Por Emir Sader
Em 2010 o Mercosul assinou um Tratado de Livre Comércio com Israel. Foi o primeiro tratado desse tipo assinado pelo Mercosul com um pais de fora da América Latina.
Foram exaltadas as boas perspectivas econômicas que o intercâmbio traria, sem nenhum outro tipo de consideração, de ordem política ou moral. Mas chegou o momento de colocar em discussão a pertinência desse Tratado, justamente quando na próxima terça-feira se reúne o Mercosul em Caracas e o tema da condenação de Israel por sua brutal ofensiva em Gaza foi proposto pelo Brasil.
O ex-presidente dos EUA Jimmy Carter, depois da sua visita à Palestina, publicou, em 2006, um livro que já no seu título, em 2006, apontava para o que acontece, de forma similar ao que ocorreu na África do Sul: "Palestina: paz e não apartheid”. Porque se trata disso: de uma política de Israel que não somente impede que seja realidade a decisão da ONU de que os palestinos tenham um Estado da mesma forma que Israel, mas que além disso implementa uma política nos territórios ocupados que tem muita semelhança com a política do apartheid na África do Sul.
A forma como são tratados os palestinos tem um fundo explicitamente racista — que apareceu de forma ainda mais explícita em algumas manifestações agora, durante a nova ofensiva sobre Gaza. Quem conhece as formas como são tratados os palestinos na Cisjordânia não tem nenhuma dúvida de que há um componente fortemente racista na política israelense com os palestinos.
Mais ainda do que isso, os muros e os assentamentos que esquartejam os territórios ocupados os fazem se assemelhar aos bantustanes da África do Sul da era do apartheid. Cada vez mais se divide a Cisjordânia por novos assentamentos que não param de ser instalados, até que suas distintas partes não tenham mais contato entre si, sejam pedaços de territórios ainda mais isolados.
Em Gaza a situação é ainda muito pior: bloqueada desde 2008, é considerada o campo de concentração a céu aberto maior do mundo. A população vive um apartheid ainda pior, sem as condições mínimas de sobrevivência, cercada, fechada, aprisionada.
Não bastasse tudo isso, Israel se dedica, a cada tanto tempo, a bombardear, a invadir, a destruir a Gaza, com vários milhares de mortos, entre eles grande maioria de população civil, sobretudo de crianças, mulheres e idosos. Esta nova ofensiva genocida recebe a condenação mundial, Israel nunca esteve tão isolado, salvando-se apenas pelo voto dos EUA no Conselho de Segurança da ONU de sofrer sanções.
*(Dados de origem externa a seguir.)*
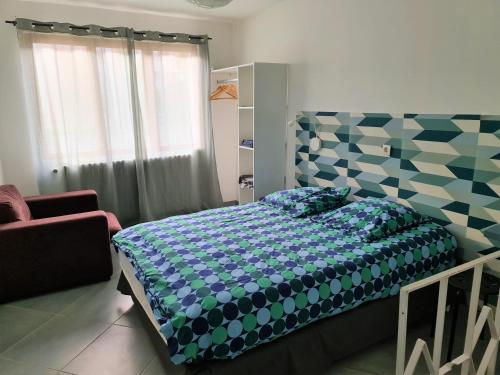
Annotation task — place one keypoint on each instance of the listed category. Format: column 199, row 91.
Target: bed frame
column 312, row 349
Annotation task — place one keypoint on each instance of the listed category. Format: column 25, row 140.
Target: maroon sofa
column 52, row 242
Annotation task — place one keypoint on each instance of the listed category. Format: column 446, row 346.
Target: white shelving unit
column 262, row 111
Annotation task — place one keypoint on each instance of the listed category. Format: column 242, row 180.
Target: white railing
column 488, row 315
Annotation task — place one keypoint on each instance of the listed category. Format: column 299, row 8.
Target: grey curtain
column 153, row 183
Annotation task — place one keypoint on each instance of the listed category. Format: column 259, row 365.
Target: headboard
column 446, row 166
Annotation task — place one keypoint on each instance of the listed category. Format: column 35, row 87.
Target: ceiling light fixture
column 209, row 4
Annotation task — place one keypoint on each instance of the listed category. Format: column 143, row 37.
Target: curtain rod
column 14, row 23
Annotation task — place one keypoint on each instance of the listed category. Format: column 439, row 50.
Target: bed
column 220, row 283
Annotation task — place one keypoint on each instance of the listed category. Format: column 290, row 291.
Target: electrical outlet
column 386, row 149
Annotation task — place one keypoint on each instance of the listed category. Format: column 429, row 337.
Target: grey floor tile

Os países do Mercosul debaterão uma posição comum diante de Israel na próxima terça feira em Caracas, posição que só pode ser a de suspensão do Tratado de Livre Comércio. Contra o apartheid sul-africano, o isolamento diplomático teve efeitos, mas muito mais teve o boicote econômico. Os EUA tinham o mesmo argumento de agora, de que essa atitude isola e dificulta negociações, etc., etc. Os mesmos argumentos que outros utilizam agora.
O Brasil só coloca exceções no comércio com Israel no caso de mercadorias produzidas nos assentamentos israelenses nos territórios palestinos. Mas é preciso avançar muito mais, para o boicote econômico, até que Israel cumpra a decisão da ONU, termine com a ocupação territorial, para que se instale o Estado Palestino, da mesma forma que existe um Estado de Israel.